The 31-year-old replaces Muhammad bin Nayef as the heir apparent to King Salman who assumed the throne in January 2015.
Bin Nayef, a nephew of the 81-year-old king, was also removed as deputy premier and interior minister. Bin Nayef was for years the country's counter-terrorism chief who put down a brutal al-Qaeda bombing campaign.
Prince Mohammed will remain defense minister, the official Saudi Press Agency reported.
No reason for the replacement was immediately announced, but Prince Mohammed, not Bin Nayef, was chosen to visit President Donald Trump at the White House in March. That meeting that was widely hailed as a success in Saudi Arabia.
Angered and disappointed by President Barack Obama's rapprochement with its main rival Iran, the Saudi government has embraced Trump.
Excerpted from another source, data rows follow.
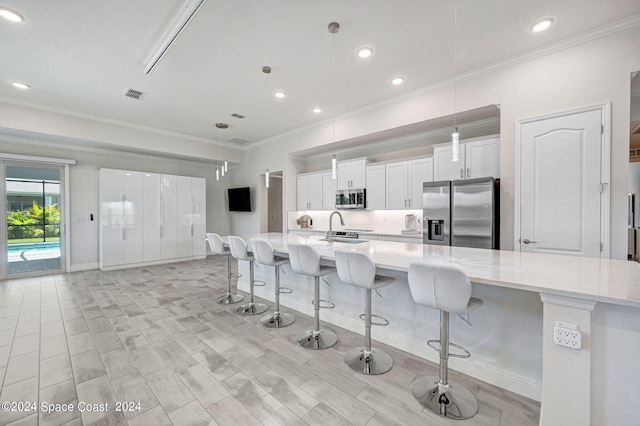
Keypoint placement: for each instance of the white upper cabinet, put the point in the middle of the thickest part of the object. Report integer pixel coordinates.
(329, 187)
(352, 174)
(420, 171)
(404, 181)
(309, 191)
(483, 158)
(376, 184)
(396, 187)
(478, 158)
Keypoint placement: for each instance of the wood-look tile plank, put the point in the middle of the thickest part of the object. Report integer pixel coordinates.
(191, 414)
(134, 389)
(231, 412)
(339, 401)
(169, 389)
(203, 385)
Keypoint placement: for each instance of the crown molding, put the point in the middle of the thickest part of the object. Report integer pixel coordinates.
(587, 36)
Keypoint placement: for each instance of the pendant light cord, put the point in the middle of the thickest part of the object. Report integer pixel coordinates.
(333, 83)
(455, 63)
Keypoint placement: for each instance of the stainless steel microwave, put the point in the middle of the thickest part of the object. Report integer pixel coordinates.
(351, 198)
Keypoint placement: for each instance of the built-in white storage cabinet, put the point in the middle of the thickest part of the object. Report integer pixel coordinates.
(121, 218)
(478, 158)
(150, 218)
(404, 181)
(376, 184)
(352, 174)
(309, 191)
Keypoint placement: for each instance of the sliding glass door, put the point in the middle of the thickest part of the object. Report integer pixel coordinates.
(31, 238)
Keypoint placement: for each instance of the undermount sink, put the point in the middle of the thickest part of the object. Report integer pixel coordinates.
(345, 240)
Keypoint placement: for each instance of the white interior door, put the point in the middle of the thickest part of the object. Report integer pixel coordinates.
(561, 184)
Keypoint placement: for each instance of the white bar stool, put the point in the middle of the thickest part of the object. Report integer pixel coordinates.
(239, 250)
(358, 269)
(306, 260)
(265, 255)
(447, 288)
(216, 243)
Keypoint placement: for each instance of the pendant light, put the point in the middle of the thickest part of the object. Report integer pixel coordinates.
(333, 28)
(217, 152)
(224, 127)
(266, 70)
(455, 135)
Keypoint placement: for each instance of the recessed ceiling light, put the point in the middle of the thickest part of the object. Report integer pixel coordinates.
(20, 85)
(365, 52)
(541, 25)
(10, 15)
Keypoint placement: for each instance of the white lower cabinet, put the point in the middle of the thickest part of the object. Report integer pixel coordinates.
(148, 218)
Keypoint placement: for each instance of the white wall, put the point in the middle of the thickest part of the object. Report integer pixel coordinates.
(83, 181)
(593, 72)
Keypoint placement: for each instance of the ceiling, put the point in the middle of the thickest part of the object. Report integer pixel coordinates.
(81, 56)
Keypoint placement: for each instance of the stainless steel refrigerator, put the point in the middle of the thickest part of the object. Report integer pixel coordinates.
(462, 213)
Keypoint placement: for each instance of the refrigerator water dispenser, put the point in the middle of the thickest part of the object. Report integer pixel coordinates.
(436, 229)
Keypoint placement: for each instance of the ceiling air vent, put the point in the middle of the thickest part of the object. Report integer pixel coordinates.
(238, 141)
(134, 94)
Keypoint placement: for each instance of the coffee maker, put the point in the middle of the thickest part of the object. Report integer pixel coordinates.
(410, 222)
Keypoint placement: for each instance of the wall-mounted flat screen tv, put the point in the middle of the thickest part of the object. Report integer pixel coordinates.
(239, 199)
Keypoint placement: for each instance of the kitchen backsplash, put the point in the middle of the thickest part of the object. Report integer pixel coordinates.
(379, 221)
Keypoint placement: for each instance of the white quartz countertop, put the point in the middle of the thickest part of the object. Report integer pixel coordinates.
(361, 232)
(603, 280)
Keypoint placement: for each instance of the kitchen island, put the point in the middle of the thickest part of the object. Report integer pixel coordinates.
(511, 339)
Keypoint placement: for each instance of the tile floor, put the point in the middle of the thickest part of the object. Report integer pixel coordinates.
(155, 338)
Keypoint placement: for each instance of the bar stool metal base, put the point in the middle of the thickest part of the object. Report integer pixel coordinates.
(311, 339)
(457, 402)
(277, 320)
(230, 298)
(251, 309)
(365, 362)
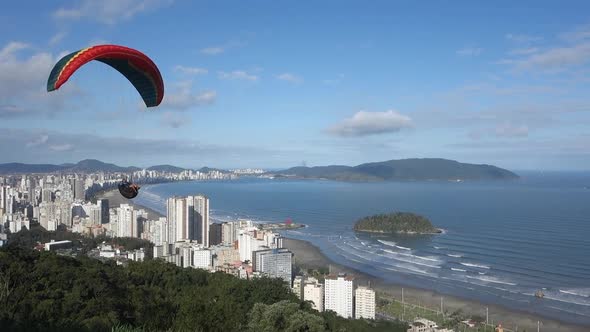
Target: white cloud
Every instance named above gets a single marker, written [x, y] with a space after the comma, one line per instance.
[237, 75]
[470, 51]
[61, 147]
[523, 39]
[58, 37]
[553, 59]
[365, 123]
[191, 70]
[290, 78]
[182, 97]
[23, 82]
[38, 141]
[579, 34]
[524, 51]
[174, 120]
[218, 49]
[67, 147]
[214, 50]
[109, 11]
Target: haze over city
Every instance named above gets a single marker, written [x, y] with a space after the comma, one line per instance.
[256, 85]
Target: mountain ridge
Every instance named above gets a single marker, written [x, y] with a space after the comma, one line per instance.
[403, 169]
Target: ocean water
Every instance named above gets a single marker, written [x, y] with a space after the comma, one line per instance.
[502, 241]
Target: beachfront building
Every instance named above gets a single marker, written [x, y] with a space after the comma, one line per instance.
[298, 286]
[364, 301]
[229, 232]
[339, 294]
[275, 263]
[313, 291]
[425, 325]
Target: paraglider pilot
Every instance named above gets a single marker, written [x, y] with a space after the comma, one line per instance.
[128, 190]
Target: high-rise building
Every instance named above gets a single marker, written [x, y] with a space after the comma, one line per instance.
[188, 219]
[298, 286]
[79, 189]
[46, 195]
[313, 291]
[364, 301]
[104, 210]
[3, 196]
[275, 263]
[339, 292]
[215, 231]
[229, 233]
[127, 221]
[202, 258]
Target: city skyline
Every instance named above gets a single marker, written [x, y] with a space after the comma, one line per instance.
[377, 82]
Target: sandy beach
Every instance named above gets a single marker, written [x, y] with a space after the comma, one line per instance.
[309, 256]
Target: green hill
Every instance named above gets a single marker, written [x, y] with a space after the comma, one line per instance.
[397, 222]
[403, 169]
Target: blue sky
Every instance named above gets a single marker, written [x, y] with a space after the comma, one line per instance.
[278, 84]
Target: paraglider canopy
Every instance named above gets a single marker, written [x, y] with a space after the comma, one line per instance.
[128, 190]
[134, 65]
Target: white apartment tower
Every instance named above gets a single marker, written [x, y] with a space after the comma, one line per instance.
[188, 219]
[339, 295]
[364, 303]
[313, 291]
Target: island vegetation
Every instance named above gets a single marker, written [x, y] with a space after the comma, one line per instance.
[396, 223]
[414, 169]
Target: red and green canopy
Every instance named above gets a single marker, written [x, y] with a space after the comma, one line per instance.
[134, 65]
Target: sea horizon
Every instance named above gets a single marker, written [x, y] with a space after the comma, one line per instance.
[488, 253]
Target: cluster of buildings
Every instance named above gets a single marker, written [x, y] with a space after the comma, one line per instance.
[339, 294]
[60, 199]
[425, 325]
[185, 236]
[248, 171]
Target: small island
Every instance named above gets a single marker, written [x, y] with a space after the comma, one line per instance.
[396, 223]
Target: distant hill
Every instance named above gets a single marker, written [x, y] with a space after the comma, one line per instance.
[209, 169]
[403, 169]
[87, 166]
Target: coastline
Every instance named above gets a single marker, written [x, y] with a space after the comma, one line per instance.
[307, 255]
The new crown prince is often depicted as a reform-minded technocrat devoted to building the kingdom's economy beyond the oil industry.
He spear-headed Saudi Vision 2030 — which was unveiled in April 2016. It aimed at transforming the world's largest oil producer into a "global investment powerhouse," a logistical hub for three continents and commodities exporter.
As defense minister, bin Salman has pursued a war in neighboring Yemen, leading forces from other Arab states to put down a rebellion by Iran-linked Houthi rebels. Rising civilian Yemeni casualties have garnered international condemnation of Saudi Arabia.
Bin Salman has been unbending on Iran, which the Saudi government views as an existential threat to royal rule. He has rejected the possibility of dialogue with Tehran.
The prince has pursued a pointedly public profile — an unusual move among typically private royals — making high-profile international trips and giving interviews to Western news outlets.
Last year, Prince Mohammed visited Silicon Valley to sell his vision of market-oriented reforms and a transformation of the kingdom's economy and society.
"This guy is all about change," Saudi analyst Ahmad Al-Ibrahim told NBC News in November as Prince Mohammed was promoting modernization of Saudi Arabia's economy as a way to modernize the desert kingdom's ultra-conservative social structure.
The prince has "huge ambitions and a Western mindset that he wants to apply to Saudi Arabia," Al-Ibrahim added.
While often cast as a westernizing modernizer, human rights defenders view his amassing power with skepticism.
Saudi Arabia is an absolute monarchy and continues to arrest, try and convict peaceful dissidents, according to Human Rights Watch. Women and religious minorities are still "systematically" discriminated against, it adds.